Os imponderáveis políticos que Sócrates não domina e que lhe podem tirar o poder

13.07.2008 - 12:23 Por São José Almeida
A um ano de três actos eleitorais que redefinirão quem vai ocupar toda a estrutura do poder político em Portugal, o primeiro-ministro, José Sócrates, encontra-se perante um país diverso daquele que esperava ter ao fim de três anos da sua governação, e que não previu no guião que elaborou para o seu consulado à frente do Governo. O primeiro-ministro tinha tudo desenhado para criar condições de reedição do seu poder absoluto em 2009, mas a realidade é diversa; Sócrates não consegue controlar os imponderáveis que poderão resultar mesmo na sua derrota.
Da forma como o país político evoluir no próximo ano dependerá o futuro de Sócrates, não só no que se refere à sua reeleição como primeiro-ministo, mas também na sua própria candidatura à chefia do Governo. Essa evolução depende de factores internos ao próprio PS e à governação e de factores externos, todos eles incontroláveis pelo primeiro-ministro.
É certo que muito do que de imponderável existe na situação política portuguesa tem pouco que ver com a própria política e até com o país. Ao contrário do que o primeiro-ministro esperava e todos os líderes mundiais previam, a crise económica é uma realidade incontornável. O disparar de preços dos alimentos, os valores exorbitantes que as taxas de juro atingem (com aumentos em média de 100 euros num ano no valor das prestações de pagamento de empréstimos à habitação na ordem dos 100 mil euros), a espiral de preços do petróleo (com empresas a comprarem já barris a mais de 200 dólares para assegurarem o stock do próximo ano) são três factores externos que o Governo não domina, mas que entram como uma onda gigante que destrói a praia que Sócrates estava a preparar para si e para o PS no final da legislatura.
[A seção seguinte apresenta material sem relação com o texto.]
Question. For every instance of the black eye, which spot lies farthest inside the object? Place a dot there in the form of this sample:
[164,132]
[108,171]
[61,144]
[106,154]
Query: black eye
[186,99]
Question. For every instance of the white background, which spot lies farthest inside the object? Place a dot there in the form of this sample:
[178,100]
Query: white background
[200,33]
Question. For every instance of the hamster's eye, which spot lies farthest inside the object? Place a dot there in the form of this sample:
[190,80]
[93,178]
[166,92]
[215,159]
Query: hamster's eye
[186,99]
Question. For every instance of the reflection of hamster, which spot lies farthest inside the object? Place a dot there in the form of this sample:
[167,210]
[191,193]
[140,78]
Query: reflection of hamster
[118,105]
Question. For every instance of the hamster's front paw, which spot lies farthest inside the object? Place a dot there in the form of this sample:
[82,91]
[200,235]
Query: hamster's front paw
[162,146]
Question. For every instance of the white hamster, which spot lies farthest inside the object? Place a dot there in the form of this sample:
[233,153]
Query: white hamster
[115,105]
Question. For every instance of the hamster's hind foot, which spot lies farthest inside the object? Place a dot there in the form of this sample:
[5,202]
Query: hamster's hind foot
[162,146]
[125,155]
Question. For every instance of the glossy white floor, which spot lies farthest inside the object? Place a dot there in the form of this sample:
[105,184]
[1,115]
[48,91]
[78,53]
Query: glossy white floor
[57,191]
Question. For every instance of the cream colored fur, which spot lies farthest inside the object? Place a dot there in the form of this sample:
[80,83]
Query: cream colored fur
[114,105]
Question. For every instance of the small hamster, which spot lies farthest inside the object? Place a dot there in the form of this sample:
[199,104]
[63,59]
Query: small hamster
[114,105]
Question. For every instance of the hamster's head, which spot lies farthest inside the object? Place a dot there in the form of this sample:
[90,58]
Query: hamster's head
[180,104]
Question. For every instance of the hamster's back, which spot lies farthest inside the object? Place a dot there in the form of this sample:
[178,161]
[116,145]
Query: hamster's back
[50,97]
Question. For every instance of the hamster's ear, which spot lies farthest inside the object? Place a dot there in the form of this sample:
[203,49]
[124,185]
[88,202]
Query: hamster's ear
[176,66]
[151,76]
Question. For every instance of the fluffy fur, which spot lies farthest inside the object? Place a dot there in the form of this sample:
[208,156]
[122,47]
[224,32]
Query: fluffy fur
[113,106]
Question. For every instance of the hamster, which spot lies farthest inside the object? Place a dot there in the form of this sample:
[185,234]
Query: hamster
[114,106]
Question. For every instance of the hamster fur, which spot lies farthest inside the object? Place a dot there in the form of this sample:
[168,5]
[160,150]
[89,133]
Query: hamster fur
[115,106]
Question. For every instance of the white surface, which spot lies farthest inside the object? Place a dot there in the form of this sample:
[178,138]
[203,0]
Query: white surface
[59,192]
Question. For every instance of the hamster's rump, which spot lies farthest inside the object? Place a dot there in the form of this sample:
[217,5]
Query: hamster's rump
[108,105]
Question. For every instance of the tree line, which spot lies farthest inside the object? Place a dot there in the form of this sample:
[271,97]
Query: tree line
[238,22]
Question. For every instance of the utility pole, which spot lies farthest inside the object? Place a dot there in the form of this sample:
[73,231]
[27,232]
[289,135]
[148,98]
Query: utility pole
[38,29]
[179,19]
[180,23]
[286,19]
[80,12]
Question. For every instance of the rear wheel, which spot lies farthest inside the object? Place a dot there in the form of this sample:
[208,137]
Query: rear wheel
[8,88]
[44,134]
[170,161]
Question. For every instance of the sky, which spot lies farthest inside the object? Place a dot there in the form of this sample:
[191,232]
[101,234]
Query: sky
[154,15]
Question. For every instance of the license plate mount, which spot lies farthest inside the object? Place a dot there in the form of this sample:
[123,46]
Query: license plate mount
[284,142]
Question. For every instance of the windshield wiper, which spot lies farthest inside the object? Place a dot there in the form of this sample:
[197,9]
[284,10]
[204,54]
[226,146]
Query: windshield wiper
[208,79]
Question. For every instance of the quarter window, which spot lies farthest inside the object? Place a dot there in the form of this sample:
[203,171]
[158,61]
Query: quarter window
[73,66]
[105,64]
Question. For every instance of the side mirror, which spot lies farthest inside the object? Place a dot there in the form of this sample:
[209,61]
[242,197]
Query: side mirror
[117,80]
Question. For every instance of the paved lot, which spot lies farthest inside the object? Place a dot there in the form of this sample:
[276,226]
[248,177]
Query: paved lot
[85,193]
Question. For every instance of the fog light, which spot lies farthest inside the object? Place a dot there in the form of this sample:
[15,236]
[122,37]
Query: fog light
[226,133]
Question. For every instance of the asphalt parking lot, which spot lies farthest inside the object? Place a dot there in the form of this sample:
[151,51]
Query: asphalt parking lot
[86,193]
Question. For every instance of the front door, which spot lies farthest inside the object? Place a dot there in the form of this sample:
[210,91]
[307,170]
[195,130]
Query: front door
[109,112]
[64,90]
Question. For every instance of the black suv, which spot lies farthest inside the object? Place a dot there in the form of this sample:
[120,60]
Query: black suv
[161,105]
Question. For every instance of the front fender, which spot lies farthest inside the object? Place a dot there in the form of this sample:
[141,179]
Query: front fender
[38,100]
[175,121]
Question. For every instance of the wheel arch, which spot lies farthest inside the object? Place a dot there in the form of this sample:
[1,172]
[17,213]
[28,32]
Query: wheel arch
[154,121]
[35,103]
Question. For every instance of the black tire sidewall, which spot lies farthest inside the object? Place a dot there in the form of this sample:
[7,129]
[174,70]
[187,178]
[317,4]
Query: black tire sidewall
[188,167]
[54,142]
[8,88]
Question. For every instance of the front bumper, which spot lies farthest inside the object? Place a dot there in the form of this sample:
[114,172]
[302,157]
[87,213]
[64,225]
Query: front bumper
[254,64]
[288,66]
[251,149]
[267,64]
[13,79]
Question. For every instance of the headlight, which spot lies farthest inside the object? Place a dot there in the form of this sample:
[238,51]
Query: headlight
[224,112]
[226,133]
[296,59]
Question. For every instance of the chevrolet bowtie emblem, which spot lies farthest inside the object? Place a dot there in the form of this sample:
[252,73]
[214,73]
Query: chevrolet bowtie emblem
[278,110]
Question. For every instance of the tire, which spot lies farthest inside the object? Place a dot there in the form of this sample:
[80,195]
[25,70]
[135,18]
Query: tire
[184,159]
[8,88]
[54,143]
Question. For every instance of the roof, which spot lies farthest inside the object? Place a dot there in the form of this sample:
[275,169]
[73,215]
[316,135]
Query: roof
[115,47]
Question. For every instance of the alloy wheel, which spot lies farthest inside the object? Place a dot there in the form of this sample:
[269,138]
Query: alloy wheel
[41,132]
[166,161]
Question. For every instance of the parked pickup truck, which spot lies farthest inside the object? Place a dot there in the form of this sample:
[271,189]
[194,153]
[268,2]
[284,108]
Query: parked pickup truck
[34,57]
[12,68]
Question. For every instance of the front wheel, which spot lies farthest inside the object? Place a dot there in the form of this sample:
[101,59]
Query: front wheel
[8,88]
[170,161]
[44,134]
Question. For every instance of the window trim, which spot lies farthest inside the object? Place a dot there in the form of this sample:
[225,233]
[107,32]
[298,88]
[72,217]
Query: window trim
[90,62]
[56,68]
Mas também há factores internos, quer nacionais, quer partidários, que poderão complicar os planos de uma segunda maioria absoluta de Sócrates. Factores que vão desde a nova liderança no PSD, que veio revitalizar a oposição de direita, até ao crescimento da oposição à esquerda, que, por mais que o primeiro-ministro desvalorize, não consegue travar, passando pelos problemas internos do PS, dos quais Manuel Alegre pode até ser o menor.
Isto para não falar sobre a sua relação com o Presidente da República. Quer Sócrates, quer Cavaco Silva têm insistido em fazer passar a imagem de relação cordial, mas esta tem as tensões próprias à natureza do poder de ambos os cargos e à personalidade e convicções dos seus protagonistas.
Será assim um ano de apreensão para José Sócrates e para os restantes actores políticos e cujo desfecho é impossível de prever.
Os obstáculos
Fénix renascida das cinzas
A 31 de Maio, Manuela Ferreira Leite foi eleita presidente do PSD. A nova líder, que era esperada há meses e há meses preparava a sua candidatura, viu os seus timings antecipados pela demissão de Luís Filipe Menezes. Mas esta antecipação não estragou apenas os planos do grupo de personalidades que a apoiavam e que se preparavam para avançar só a seguir ao Verão.
Se Manuela Ferreira Leite e o seu grupo tiveram de arregaçar as mangas e pôr-se ao trabalho político mais cedo, a verdade é que a sua eleição acabou com a inexistência de “oposição a sério” à direita. E ainda que haja quem considere que Manuela Ferreira Leite não conseguirá depor José Sócrates do poder e quem destaque que as críticas generalistas da nova direcção do PSD podem até jogar a favor do actual primeiro-ministro, há também quem frise que o poder do PS já foi abalado e que os socialistas já tiveram de arrepiar caminho.
Por um lado, salientam a imagem de credibilidade de Manuela Ferreira Leite e o facto de a nova líder do PSD só poder capitalizar com a sua atitude de austeridade e de rigor, bem como com o seu anti-mediatismo face ao hiper-mediatismo de José Sócrates.
Por outro lado, destacam as consequências que Manuela Ferreira Leite já teve sobre a governação. A baixa do IMI foi proposta inicialmente por Manuela Ferreira Leite e as suas críticas às mudanças nos certificados de aforro levaram o Governo a mexer no que tinha feito, salientam.